Parsnp was designed to align the core genome of hundreds to thousands of bacterial genomes within a few minutes to few hours. Input can be both draft assemblies and finished genomes, and output includes variant (SNP) calls, core genome phylogeny and multi-alignments. Parsnp leverages contextual information provided by multi-alignments surrounding SNP sites for filtration/cleaning, in addition to existing tools for recombination detection/filtration and phylogenic reconstruction.

The tldr is that Parsnp is meant for aligning large sets of very closely related microbial sequences. For example, others in my lab have used parsnp to align over a million SARS-CoV-2 genomes. The only potential concern is that the Parsnp workflow also finishes with a non-optional phylogeny estimation step that takes quite long on such large datasets. Someone should really make it so that you can opt out of that step...

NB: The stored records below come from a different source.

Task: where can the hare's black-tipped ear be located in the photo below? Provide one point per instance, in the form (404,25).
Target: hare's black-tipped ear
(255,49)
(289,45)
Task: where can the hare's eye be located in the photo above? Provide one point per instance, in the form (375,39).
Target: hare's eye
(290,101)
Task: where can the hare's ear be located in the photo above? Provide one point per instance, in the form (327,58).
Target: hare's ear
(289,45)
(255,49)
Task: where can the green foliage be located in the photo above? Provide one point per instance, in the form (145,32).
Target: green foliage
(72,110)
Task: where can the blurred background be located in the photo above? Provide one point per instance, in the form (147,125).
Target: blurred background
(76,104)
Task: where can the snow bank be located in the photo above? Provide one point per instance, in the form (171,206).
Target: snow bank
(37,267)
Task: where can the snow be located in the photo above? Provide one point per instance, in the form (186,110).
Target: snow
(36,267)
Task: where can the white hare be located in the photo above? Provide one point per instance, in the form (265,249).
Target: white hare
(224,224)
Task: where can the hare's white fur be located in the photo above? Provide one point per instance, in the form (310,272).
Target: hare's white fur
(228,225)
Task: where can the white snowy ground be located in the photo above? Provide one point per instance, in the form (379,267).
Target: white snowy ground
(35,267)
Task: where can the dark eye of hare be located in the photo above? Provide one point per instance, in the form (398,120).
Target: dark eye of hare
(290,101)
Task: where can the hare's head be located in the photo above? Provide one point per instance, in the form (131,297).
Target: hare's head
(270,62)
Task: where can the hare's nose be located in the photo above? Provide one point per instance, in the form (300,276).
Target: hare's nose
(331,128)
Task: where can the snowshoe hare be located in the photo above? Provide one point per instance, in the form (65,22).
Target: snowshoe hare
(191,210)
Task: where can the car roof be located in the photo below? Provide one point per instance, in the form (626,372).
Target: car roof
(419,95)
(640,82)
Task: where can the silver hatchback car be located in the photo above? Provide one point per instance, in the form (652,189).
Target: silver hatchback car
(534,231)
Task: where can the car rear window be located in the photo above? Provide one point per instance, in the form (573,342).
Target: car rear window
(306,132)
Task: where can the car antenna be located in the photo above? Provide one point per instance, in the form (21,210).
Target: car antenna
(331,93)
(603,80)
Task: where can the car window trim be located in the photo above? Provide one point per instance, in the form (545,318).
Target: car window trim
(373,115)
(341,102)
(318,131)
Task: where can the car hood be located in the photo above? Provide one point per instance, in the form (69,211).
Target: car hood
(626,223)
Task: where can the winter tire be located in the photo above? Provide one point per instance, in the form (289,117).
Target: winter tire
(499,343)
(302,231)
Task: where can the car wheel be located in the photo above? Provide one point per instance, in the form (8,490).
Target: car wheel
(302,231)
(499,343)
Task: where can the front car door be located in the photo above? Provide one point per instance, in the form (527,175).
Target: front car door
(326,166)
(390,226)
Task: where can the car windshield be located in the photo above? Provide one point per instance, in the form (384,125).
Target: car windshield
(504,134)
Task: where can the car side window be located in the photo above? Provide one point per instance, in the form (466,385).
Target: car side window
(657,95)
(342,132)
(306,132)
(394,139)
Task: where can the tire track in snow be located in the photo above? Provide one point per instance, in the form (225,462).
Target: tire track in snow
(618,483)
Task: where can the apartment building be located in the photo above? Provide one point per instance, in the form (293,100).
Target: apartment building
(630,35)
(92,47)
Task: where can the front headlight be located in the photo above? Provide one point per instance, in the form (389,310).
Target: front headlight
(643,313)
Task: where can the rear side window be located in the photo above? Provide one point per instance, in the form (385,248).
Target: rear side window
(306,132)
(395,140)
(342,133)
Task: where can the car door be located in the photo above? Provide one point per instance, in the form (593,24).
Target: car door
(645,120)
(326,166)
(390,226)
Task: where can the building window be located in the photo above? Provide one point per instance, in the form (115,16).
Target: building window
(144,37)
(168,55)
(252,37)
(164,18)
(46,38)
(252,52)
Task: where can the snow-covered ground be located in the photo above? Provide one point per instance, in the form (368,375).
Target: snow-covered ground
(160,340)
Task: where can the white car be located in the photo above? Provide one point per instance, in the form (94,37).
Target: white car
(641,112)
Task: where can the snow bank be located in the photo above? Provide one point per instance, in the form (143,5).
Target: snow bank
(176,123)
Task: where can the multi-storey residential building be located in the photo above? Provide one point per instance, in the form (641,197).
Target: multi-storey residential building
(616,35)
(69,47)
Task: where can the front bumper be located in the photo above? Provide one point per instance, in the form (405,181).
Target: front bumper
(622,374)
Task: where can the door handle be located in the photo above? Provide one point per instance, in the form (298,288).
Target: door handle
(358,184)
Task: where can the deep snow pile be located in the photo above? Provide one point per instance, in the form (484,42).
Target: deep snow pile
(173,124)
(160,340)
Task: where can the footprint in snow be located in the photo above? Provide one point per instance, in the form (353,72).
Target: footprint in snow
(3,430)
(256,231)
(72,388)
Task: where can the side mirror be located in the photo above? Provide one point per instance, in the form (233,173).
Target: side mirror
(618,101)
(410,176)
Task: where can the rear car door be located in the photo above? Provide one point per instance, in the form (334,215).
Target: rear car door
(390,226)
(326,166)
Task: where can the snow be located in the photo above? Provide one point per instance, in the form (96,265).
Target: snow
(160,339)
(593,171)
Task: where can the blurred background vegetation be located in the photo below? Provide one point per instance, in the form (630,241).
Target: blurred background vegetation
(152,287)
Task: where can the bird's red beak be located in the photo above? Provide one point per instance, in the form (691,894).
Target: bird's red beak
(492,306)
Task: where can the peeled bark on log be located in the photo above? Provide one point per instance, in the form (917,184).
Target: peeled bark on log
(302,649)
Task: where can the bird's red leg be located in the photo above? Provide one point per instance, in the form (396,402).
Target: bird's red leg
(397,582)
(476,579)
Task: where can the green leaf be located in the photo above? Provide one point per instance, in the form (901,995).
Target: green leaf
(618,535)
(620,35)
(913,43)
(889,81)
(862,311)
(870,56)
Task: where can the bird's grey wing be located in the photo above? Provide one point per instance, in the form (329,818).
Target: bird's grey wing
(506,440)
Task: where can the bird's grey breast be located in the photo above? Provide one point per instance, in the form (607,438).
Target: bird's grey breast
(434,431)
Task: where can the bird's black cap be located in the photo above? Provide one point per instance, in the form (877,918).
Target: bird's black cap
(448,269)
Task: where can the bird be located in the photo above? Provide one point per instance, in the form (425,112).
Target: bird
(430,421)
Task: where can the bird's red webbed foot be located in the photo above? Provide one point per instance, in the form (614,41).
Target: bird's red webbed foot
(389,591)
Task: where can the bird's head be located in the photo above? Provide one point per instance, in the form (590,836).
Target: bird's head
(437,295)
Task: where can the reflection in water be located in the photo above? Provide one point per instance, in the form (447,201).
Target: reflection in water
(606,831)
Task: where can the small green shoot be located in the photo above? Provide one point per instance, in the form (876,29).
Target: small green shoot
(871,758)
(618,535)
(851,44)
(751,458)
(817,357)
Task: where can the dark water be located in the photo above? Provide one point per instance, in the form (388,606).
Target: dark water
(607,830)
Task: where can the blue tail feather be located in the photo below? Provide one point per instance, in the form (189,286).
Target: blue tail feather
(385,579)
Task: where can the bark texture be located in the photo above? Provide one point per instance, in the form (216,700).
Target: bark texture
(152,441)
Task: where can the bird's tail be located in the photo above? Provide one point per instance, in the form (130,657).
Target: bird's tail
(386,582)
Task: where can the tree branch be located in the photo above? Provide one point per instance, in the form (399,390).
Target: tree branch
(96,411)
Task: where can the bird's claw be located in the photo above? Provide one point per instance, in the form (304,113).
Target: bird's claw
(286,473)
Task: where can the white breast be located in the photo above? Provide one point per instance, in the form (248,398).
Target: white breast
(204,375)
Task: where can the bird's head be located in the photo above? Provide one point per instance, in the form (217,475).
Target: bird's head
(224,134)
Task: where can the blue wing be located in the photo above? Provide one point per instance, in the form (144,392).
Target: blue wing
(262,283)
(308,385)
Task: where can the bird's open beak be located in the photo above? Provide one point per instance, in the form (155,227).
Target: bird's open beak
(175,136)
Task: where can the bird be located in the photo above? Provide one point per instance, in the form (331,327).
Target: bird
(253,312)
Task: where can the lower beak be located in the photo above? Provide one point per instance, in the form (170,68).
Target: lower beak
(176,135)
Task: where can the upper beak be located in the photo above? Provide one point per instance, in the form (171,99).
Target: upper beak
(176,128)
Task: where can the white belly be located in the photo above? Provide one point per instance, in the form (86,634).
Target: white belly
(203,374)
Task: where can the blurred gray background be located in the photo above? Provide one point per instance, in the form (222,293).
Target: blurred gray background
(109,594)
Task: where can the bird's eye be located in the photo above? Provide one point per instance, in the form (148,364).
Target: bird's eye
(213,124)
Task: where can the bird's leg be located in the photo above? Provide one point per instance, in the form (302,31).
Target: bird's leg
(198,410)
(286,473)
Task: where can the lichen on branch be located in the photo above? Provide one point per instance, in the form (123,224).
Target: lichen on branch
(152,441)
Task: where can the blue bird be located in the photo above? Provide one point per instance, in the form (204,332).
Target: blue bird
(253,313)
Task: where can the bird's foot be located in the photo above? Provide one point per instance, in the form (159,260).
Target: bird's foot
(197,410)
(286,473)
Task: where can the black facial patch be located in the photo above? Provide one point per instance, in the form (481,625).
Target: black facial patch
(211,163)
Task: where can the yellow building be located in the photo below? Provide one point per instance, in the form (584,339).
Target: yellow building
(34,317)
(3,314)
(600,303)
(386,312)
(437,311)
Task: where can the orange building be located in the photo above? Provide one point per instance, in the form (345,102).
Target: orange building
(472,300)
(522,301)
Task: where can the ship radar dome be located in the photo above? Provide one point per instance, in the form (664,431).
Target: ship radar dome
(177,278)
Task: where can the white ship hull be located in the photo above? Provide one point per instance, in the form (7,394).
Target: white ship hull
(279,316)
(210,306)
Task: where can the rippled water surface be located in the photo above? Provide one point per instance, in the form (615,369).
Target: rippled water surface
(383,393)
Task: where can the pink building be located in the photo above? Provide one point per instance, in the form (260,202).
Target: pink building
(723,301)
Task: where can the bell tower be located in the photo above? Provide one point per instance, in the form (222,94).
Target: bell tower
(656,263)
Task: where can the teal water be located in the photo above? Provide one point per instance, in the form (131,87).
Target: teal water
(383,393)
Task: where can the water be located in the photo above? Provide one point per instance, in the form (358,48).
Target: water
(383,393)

Spoiler/disclaimer, as the current maintainer of Parsnp, that someone is probably me :grimace:

The output of Parsnp is in XMFA. You're probably looking for a fasta alignment, so you can use HarvestTools to convert them:

harvesttools -x sars_align/parsnp.xmfa -M sars_align/parsnp.maf

Both parsnp and harvest-tools are available on bioconda, and I'd highly recommend installing them that way.